The first salvo of songs celebrated the vinyl reissue of the band’s 1989 full-length debut Flower Plower. Opening track “Dangerous Life” was omitted, but the album’s remaining seven songs were played in order with feral punk rock energy. “What part of that was not way too fast,” asked an energized Marshack on mic following a particularly rowdy “Eye.” Marshack praised singer-songwriter-guitarist Rick Valentin’s skillful work on “Modern Art,” noting that not just any indie rocker would have produced a couplet rhyming “George Seurat” with “painting dots.” “You’re almost as good as Pete Shelley,” she said to her partner.
Following jangling and starry-eyed album closer “She Walks,” Poster Children took a whirlwind tour through its remaining eight albums. Highlights included the pointed “Devil and the Gun” from 2018’s Grand Bargain, a song criticizing the irresponsibility of America’s collective firearm fetish. Drummer Matt Friscia and Valentin made hysterical faces at each other following a momentary false start to “This Town Needs a Fire,” making a quick recovery and digging into the song’s frenetic surge.
Read Jeff Elbel’s review of Rose Marshack’s Play Like a Man
“I wanna thank Love Battery for letting me rip off their bass part,” said Marshack before starting “Shy” from No More Songs About Sleep and Fire.

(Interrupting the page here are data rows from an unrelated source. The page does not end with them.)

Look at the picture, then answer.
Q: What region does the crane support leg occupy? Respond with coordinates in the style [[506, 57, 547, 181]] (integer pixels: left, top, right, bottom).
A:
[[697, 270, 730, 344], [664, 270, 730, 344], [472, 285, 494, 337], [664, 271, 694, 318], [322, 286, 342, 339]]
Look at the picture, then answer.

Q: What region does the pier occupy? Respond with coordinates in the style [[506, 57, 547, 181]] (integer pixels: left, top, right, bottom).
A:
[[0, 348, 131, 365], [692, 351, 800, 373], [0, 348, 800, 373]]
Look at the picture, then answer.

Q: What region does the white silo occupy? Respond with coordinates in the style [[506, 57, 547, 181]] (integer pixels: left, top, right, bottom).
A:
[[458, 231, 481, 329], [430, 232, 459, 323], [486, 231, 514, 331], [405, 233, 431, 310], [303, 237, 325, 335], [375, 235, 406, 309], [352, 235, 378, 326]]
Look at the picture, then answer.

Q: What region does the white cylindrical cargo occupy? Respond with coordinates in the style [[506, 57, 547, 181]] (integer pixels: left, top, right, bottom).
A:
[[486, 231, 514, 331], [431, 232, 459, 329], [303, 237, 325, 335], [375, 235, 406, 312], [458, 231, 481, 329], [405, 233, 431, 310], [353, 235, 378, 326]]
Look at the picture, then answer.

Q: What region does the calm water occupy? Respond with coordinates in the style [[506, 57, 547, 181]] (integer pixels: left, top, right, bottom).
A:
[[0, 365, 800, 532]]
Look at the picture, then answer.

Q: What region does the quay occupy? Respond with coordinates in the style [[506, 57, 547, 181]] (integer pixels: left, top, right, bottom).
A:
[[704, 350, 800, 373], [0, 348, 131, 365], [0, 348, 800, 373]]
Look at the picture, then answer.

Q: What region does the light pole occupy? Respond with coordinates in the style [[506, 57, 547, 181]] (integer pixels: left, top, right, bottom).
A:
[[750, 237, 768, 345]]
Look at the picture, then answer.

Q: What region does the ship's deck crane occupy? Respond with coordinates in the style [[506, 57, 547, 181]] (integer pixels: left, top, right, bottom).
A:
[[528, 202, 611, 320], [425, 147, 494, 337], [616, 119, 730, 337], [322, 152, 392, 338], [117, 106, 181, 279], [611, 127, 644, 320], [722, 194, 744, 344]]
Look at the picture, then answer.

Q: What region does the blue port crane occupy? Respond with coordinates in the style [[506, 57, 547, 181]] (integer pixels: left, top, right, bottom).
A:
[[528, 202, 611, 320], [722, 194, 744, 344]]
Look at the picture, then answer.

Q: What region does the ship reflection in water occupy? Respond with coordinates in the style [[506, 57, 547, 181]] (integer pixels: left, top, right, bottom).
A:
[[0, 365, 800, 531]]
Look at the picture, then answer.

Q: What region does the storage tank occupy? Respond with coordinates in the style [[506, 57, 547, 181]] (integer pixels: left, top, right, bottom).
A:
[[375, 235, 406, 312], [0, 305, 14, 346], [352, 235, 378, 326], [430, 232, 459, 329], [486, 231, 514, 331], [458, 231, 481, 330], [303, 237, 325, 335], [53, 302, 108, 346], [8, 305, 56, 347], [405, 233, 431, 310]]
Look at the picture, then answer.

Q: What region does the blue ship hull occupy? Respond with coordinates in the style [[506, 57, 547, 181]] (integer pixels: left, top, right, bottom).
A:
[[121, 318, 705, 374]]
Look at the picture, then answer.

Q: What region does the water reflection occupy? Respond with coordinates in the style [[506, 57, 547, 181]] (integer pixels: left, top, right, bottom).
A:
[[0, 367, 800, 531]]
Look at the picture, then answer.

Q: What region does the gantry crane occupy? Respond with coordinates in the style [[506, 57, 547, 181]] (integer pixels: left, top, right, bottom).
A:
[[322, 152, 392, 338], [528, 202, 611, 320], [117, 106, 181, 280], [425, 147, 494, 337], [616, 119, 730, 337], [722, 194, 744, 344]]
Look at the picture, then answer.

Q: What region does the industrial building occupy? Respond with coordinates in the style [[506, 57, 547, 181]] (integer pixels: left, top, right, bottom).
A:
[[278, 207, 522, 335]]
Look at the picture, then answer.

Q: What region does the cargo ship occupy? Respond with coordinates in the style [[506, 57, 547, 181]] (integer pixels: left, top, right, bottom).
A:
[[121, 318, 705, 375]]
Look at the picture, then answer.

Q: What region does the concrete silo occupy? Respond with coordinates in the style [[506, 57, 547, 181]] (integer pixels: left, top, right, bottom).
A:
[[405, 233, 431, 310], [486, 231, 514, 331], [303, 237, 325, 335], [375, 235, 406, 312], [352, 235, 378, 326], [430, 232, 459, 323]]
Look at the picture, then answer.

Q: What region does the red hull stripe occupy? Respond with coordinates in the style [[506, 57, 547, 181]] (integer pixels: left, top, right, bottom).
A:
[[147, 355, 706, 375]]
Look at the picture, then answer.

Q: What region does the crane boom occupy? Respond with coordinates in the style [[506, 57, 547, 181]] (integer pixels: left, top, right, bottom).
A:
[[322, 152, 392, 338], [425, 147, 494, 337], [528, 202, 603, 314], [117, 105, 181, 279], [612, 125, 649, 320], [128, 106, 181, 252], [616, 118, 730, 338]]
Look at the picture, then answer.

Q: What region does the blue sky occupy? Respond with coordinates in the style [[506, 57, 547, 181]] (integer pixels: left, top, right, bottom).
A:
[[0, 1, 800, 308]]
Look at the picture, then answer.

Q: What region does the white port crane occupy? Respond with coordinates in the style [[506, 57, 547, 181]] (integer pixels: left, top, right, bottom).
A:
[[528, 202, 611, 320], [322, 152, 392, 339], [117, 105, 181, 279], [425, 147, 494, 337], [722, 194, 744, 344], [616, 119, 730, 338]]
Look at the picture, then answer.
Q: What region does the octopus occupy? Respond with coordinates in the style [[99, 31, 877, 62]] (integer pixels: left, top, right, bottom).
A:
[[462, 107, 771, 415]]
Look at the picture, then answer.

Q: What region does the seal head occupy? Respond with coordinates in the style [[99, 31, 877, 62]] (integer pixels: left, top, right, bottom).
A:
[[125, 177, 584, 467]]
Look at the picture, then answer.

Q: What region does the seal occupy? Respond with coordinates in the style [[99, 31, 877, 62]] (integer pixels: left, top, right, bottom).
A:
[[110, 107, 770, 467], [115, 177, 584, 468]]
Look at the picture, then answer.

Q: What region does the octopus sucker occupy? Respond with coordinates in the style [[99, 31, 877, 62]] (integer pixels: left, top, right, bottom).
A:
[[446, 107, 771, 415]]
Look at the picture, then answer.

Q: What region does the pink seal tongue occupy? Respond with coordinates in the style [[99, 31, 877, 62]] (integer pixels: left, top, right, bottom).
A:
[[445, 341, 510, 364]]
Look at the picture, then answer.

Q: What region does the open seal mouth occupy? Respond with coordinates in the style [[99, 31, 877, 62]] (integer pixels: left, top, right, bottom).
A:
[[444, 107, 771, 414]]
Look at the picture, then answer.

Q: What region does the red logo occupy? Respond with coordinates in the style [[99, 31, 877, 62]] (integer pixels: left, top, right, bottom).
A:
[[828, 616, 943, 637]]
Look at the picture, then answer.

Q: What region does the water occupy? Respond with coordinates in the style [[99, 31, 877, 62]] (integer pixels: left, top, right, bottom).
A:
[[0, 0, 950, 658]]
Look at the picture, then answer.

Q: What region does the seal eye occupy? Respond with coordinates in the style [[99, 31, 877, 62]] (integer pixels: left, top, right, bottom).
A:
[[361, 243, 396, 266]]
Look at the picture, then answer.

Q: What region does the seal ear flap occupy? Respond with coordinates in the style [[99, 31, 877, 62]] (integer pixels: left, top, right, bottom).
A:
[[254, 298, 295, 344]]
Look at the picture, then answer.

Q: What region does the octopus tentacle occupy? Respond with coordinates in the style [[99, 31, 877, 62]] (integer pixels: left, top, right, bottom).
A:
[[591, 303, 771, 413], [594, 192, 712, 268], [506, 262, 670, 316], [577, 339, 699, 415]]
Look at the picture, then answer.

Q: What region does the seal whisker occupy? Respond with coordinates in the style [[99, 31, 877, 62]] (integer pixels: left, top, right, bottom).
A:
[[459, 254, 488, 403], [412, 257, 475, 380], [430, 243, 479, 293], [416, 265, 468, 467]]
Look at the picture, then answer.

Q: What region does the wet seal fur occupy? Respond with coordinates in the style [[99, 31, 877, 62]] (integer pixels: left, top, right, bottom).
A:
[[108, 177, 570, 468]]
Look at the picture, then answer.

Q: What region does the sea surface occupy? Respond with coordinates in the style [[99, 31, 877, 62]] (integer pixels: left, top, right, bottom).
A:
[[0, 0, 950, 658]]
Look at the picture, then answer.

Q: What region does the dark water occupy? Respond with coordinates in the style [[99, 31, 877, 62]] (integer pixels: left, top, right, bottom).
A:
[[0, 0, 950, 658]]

Valentin later commented on the coming AI-pocalypse, noting that the band was offering an AI-generated t-shirt at the merch table. “We’re trying to get in good with the machines before they start culling the herd,” he said.
“6×6,” “21st Century,” and “He’s My Star” were a one-two-three punch of tuneful pop and math rock, signified by joyful smiles between the Valentin brothers as Marshack and Friscia locked together as a heavy rhythmic engine. “I’m going to scrape the sky tonight and shake down all the stars,” sang Rick Valentin during the chugging “Dynamite Chair.” The howling “If You See Kay” was another familiar song from the early ‘90s when Poster Children were underground favorites on MTV’s 120 Minutes.
Following a dizzying “Junior Citizen,” Marshack thanked Chicago band Moon for opening the show with songs from their recent Sapiens album. Poster Children’s set concluded with the sublime vibe and enveloping thunder of Daisychain Reaction closer “Where We Live” and its portrait of an idyllic hometown troubled by an unnamed event at the schoolhouse. It was prescient songwriting in 1992 that resonates more than 30 years later.
Given day jobs and family responsibilities, Poster Children aren’t the common touring presence that they once were. The band is powerful and tight nonetheless, and well worth catching when possible. The band has a handful of Midwest shows this summer, including the Make Music Normal Festival in Normal, Illinois, on June 24. The event is free to all ages.